I realized I didn't specify in my original post the pellets are being shot from a pellet rifle.
Forgive my ignorance, I'm not sure what TX and RX mean.
During the mockup phase of this project I was able to get this circuit to "see" pellets dependably. It was not hooked up to the 555 timer during the mockup stage, instead I had it hooked to a two transistor latch that turned on the LED.
What I am seeing with the circuit as it is now is it wont "see" the pellets consistently. While troubleshooting the circuit I noticed the phototransistor has to be almost totally blocked before it changes state. My current thought is, if the LED wasn't as bright the phototransistor would change state without having to be blocked almost totally. I may try adding a small pot in series with the LED and see if I can get less light out of it that way also I may end up trying different LEDs to see if different colors give me the response I am looking for.
 

(*steve*)

¡sǝpodᴉʇuɐ ǝɥʇ ɹɐǝɥd
Moderator
What you probably need is a constant current source feeding the phototransistor and the output being compared against a reference voltage. (The constant current source will give you a greater sensitivity than just using a resistor, and the output voltage is not determined by your supply rail.)

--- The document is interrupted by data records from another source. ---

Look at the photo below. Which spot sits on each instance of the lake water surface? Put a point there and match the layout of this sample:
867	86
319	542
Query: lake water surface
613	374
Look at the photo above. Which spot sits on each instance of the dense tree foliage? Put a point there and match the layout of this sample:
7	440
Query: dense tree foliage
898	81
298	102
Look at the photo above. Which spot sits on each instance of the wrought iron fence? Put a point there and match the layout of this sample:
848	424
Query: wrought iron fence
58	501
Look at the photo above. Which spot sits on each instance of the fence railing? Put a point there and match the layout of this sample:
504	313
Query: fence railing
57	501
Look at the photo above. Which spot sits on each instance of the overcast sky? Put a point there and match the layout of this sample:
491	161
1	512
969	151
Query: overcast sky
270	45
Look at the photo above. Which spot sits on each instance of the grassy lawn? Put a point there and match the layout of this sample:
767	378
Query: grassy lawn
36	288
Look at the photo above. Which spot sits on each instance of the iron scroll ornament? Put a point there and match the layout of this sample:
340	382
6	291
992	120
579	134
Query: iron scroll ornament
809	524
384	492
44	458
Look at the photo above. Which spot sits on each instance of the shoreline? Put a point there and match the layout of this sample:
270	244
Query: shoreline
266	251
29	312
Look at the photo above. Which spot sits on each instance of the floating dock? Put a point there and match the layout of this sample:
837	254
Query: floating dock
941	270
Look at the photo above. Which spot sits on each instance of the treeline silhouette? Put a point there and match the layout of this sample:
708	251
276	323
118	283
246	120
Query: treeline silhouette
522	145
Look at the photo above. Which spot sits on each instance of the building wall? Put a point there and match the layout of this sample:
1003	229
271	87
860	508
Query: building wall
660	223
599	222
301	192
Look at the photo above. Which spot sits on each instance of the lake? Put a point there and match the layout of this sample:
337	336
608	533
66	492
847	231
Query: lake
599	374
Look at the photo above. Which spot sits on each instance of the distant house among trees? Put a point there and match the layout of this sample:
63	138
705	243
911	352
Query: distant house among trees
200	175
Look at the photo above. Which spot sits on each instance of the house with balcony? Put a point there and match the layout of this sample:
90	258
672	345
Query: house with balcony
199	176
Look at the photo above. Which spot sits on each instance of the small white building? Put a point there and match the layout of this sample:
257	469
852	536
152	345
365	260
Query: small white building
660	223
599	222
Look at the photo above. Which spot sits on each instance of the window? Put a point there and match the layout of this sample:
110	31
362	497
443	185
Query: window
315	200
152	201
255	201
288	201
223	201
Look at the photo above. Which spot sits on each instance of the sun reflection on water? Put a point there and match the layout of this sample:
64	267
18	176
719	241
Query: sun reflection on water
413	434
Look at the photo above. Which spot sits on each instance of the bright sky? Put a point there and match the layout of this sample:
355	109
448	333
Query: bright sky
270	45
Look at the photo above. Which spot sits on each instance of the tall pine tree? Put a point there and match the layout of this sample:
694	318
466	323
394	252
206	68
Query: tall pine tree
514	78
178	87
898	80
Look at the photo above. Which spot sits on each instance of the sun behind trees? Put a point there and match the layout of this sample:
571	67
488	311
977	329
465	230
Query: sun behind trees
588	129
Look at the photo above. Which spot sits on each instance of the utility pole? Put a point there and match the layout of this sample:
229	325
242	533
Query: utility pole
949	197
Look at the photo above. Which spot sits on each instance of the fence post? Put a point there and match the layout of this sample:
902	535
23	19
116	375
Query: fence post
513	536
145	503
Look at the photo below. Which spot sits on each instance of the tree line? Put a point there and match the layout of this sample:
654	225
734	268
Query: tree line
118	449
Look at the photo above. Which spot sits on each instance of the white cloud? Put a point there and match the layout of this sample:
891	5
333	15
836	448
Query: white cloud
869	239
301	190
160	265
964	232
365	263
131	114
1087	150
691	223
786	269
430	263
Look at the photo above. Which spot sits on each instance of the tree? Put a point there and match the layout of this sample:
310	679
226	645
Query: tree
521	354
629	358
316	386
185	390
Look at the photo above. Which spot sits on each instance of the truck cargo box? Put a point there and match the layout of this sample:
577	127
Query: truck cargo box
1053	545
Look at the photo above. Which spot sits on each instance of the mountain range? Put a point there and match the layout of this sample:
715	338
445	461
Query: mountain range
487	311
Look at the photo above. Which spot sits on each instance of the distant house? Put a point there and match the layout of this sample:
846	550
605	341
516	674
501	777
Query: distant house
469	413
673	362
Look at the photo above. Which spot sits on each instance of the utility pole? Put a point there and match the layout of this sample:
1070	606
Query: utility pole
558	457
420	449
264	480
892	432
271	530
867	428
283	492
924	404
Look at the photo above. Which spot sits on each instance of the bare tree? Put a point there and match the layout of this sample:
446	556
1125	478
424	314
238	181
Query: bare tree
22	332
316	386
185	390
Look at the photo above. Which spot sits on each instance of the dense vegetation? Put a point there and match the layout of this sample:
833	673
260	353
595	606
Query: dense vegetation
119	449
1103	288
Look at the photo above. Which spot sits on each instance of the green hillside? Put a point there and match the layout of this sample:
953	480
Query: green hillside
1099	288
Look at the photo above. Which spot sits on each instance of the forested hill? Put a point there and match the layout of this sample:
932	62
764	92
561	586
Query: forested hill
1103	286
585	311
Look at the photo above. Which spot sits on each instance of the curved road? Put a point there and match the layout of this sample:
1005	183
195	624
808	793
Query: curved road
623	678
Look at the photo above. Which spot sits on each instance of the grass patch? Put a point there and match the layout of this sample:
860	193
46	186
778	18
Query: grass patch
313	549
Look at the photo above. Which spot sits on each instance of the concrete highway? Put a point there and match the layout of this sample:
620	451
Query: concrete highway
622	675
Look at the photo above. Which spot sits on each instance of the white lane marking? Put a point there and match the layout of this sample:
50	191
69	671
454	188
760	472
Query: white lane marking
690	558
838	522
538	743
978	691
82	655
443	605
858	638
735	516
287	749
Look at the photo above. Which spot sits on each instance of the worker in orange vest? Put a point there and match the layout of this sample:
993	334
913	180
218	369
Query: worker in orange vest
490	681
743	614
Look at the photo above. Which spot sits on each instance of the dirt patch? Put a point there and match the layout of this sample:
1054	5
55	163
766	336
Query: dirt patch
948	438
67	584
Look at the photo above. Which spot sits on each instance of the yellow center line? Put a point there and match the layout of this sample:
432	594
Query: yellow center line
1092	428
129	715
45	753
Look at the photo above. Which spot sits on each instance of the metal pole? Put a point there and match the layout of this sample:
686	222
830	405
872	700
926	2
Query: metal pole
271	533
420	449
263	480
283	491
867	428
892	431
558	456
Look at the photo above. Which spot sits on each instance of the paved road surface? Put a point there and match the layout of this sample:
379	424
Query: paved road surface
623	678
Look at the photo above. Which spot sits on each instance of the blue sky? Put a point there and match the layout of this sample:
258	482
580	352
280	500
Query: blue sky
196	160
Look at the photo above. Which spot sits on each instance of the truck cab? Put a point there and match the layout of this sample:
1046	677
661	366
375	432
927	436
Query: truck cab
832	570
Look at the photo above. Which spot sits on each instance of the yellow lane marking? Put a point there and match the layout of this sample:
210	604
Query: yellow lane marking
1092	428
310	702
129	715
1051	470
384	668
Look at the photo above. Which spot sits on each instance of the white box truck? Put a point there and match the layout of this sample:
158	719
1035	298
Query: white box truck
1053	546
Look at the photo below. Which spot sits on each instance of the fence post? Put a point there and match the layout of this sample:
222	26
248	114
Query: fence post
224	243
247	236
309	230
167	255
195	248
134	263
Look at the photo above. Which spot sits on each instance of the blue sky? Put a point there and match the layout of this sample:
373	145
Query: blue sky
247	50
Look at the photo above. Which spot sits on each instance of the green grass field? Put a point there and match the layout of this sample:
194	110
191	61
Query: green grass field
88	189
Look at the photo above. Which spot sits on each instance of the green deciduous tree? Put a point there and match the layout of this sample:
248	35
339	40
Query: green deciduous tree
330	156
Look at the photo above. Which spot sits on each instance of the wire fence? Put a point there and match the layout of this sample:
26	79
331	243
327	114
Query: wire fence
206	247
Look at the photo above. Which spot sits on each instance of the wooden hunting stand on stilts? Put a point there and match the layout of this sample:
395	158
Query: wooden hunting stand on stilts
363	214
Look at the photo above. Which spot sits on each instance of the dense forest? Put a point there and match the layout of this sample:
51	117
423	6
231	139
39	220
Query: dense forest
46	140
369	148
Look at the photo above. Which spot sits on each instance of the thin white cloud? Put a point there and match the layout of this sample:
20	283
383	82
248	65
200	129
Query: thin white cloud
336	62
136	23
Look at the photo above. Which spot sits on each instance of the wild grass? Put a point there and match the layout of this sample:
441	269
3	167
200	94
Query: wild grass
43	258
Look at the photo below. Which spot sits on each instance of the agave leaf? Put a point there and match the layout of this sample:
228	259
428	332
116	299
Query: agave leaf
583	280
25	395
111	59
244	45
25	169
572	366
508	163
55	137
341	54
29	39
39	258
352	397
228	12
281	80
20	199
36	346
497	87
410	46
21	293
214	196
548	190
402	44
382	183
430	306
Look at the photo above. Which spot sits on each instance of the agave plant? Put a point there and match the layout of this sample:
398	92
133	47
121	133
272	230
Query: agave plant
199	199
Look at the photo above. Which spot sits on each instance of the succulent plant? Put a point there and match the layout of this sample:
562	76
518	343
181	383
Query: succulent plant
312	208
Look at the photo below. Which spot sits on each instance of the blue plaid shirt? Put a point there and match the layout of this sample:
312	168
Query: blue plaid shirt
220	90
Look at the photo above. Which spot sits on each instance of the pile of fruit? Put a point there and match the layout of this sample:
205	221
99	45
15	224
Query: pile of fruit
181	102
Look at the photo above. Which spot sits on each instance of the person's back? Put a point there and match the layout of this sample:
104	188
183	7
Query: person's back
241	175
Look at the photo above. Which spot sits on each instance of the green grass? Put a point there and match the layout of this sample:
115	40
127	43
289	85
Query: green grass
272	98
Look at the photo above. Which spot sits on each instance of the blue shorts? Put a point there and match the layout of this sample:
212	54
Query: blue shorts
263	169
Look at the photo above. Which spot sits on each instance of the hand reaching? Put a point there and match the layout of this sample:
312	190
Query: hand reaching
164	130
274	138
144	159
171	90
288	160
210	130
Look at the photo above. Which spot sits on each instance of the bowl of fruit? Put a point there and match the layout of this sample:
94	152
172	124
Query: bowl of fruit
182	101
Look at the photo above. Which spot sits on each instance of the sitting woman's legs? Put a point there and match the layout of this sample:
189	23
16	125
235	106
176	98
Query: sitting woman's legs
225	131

varying the gap between the normal (unblocked) output voltage and the reference would vary the sensitivity.

For best sensitivity, you would derive the reference from the average output voltage of the phototransistor and then add some variable offset. This would be preferable because the transistor's operating point could vary with temperature, and other variables. Deriving a reference from the output voltage ensures that drift doesn't become so much of a problem.
 

KrisBlueNZ

Sadly passed away in 2015
Thanks for the clarification. I was wondering the same things that Adam asked.

TX and RX mean transmit (or transmitter) (i.e. the LED) and receive (or receiver) (i.e. the phototransistor).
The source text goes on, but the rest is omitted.